Banks, insurers and fuel retailers aren’t the only types of companies being scrutinised by authorities for the way they do business.
The Government is considering introducing greater protections from “unfair commercial practices” for all consumers and businesses.
These practices could include unfair contracts that shift risk from one party to another, make it difficult for a party to terminate a contract, or are one-sided by giving one party the ability to change the terms, for example.
They could also include unfair conduct like the use of pressure sales tactics or deceptive conduct.
Commerce and Consumer Affairs Minister Kris Faafoi says: “Unfair commercial practices can cause significant stress for consumers, in some cases leading to financial difficulty, while the consequences for businesses include cash flow issues, increased costs and stress.”
The Ministry of Business, Innovation and Employment (MBIE) acknowledges there are already a range of protections against unfair commercial practices covered by the Fair Trading Act 1986 and the Commerce Act 1986, but it’s consulting with the public to figure out whether there are any gaps in the legislation.
MBIE says it’s been told of a few examples of businesses treating customers unfairly, but without necessarily breaching the law.
For example, it has heard of a skincare business using aggressive sales tactics to target people with autism and the elderly in shopping malls.
As for businesses being treated unfairly, a survey MBIE did in June of mainly small businesses found 45% of businesses reported being offered “unfair” contracts in the past year.
Meanwhile 47% felt that they had otherwise been treated unfairly. The most common complaints were businesses not complying with an existing contract, misleading or deceptive behaviour, and businesses making demands over and above what was agreed in a contract.
The Minister for Small Business, Stuart Nash, is particularly concerned about how small businesses, which don’t have a lot of bargaining power when dealing with suppliers or larger companies, are impacted by unfair commercial practices.

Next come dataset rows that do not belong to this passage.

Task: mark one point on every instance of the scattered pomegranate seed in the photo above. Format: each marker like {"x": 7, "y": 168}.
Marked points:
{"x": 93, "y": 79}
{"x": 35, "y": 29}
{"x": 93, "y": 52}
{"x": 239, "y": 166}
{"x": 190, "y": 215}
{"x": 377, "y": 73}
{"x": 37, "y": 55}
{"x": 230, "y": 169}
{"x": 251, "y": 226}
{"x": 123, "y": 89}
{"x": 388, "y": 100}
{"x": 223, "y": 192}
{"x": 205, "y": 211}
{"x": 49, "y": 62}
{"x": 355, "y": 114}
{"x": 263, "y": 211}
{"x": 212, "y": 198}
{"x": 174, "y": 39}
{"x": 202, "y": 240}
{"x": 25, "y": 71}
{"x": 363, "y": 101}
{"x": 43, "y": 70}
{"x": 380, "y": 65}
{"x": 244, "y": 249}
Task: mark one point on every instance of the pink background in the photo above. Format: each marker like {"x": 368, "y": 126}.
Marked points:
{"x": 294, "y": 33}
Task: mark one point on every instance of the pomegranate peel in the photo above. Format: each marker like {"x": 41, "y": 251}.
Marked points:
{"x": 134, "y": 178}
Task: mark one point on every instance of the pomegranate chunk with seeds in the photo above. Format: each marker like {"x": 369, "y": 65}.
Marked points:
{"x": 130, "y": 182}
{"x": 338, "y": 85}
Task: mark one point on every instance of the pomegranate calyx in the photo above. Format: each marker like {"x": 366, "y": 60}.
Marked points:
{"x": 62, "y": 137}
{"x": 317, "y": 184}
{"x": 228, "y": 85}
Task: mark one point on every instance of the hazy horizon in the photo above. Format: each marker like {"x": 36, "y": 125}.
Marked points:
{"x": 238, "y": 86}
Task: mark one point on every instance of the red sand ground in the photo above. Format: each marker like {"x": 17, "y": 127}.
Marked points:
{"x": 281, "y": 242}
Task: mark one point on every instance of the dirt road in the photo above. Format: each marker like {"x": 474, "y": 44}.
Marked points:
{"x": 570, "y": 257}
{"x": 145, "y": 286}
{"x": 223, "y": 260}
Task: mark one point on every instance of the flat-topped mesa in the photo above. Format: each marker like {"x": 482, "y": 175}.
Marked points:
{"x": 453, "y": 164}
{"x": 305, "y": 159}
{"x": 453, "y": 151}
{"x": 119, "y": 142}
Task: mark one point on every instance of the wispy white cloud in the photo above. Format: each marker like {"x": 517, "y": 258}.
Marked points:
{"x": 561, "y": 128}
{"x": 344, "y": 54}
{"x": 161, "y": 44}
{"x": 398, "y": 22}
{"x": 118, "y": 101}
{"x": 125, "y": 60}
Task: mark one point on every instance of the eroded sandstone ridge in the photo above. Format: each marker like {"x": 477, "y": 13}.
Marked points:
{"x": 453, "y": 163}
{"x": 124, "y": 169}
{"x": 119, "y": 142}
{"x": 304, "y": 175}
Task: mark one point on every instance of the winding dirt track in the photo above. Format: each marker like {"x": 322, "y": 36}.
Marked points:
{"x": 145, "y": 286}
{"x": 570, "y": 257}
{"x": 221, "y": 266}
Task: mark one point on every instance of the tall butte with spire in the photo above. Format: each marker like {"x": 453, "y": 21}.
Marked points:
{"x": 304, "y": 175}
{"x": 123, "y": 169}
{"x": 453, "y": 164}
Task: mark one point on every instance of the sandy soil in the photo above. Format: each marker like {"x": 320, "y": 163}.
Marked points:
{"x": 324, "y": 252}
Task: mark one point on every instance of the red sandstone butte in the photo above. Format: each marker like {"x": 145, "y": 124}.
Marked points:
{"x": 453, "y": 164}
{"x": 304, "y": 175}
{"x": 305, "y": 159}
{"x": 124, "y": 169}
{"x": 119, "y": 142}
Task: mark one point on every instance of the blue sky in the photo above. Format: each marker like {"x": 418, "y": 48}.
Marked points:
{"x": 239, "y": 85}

“Small businesses can face significant cash flow issues as a result of other businesses not paying them on time as per contract terms," he says.
MBIE has released a discussion document considering the following options to plug any regulatory gaps identified:
- introduce a prohibition against unconscionable, oppressive, or unfair conduct
- extend the existing protections against unfair contract terms in standard form consumer contract terms to also protect businesses
It notes how overseas protections have been used in the case of a supermarket that failed to pay agreed prices to suppliers, made persistent demands for additional payments from suppliers, imposed penalties that were not previously negotiated, and threatened to remove products from shelves.
Protections were also used in a case where contracts for office space were automatically renewed unless the customer opted out. This allowed the provider to unilaterally increase the contract price or terminate contracts, unreasonably limited the provider’s liability, and permitted the provider to keep a customer’s security deposit if a customer failed to request its return.
Nash says: “The Government wants to build a more productive, sustainable and inclusive economy, but we won’t get there with these types of practices in the marketplace.
“At the same time, we need to strike a balance to ensure any changes are proportional to the problem. We want honest businesses to continue to compete effectively, negotiate firmly, and freely enter into contracts.”
The public have until February 25 to make submissions on the discussion document.
A new government, a more proactive approach towards commercial regulation
On the theme of consumer protection, the Reserve Bank and Financial Markets Authority last month published a report on their inquiry into bank conduct and culture.
They’re due to publish a similar report on the life insurance sector next month.
New legislation has also passed, enabling the Commerce Commission to conduct market studies into selected industries. The retail fuel sector is the first batter up.
What’s more, the Government is undertaking several other reviews relevant to ‘unfair’ commercial practices, including:
Payment practices. MBIE considering how to improve business-to-business payment practices. Legislative and other interventions are being considered, potentially including a disclosure regime, penalties or fines for late payments, and/or maximum payment timeframes.
Consumer credit. The Government has signalled its intent to introduce legislation that’ll strengthen protections for consumers against irresponsible and high-cost lending.
Insurance contract law. Currently, some terms in insurance contracts are exempt from the Fair Trading Act’s protections relating to unfair contract terms in consumer contracts. MBIE is considering whether these exemptions should be amended or removed.
Section 36 of the Commerce Act. Section 36 prohibits anti-competitive unilateral conduct by firms with market power. The Government has signalled its intention to review section 36 on the basis that it is costly and complex to enforce, and may not be sufficiently deterring this type of anti-competitive conduct.
Consumer law. MBIE is evaluating the consumer law reforms that came into effect between 2013 and 2015. The focus of the evaluation is on the effectiveness of the individual law changes that were made. This differs from the focus of the discussion paper, which is on whether any significant gaps exist in the overall framework for protecting businesses and consumers from unfair conduct.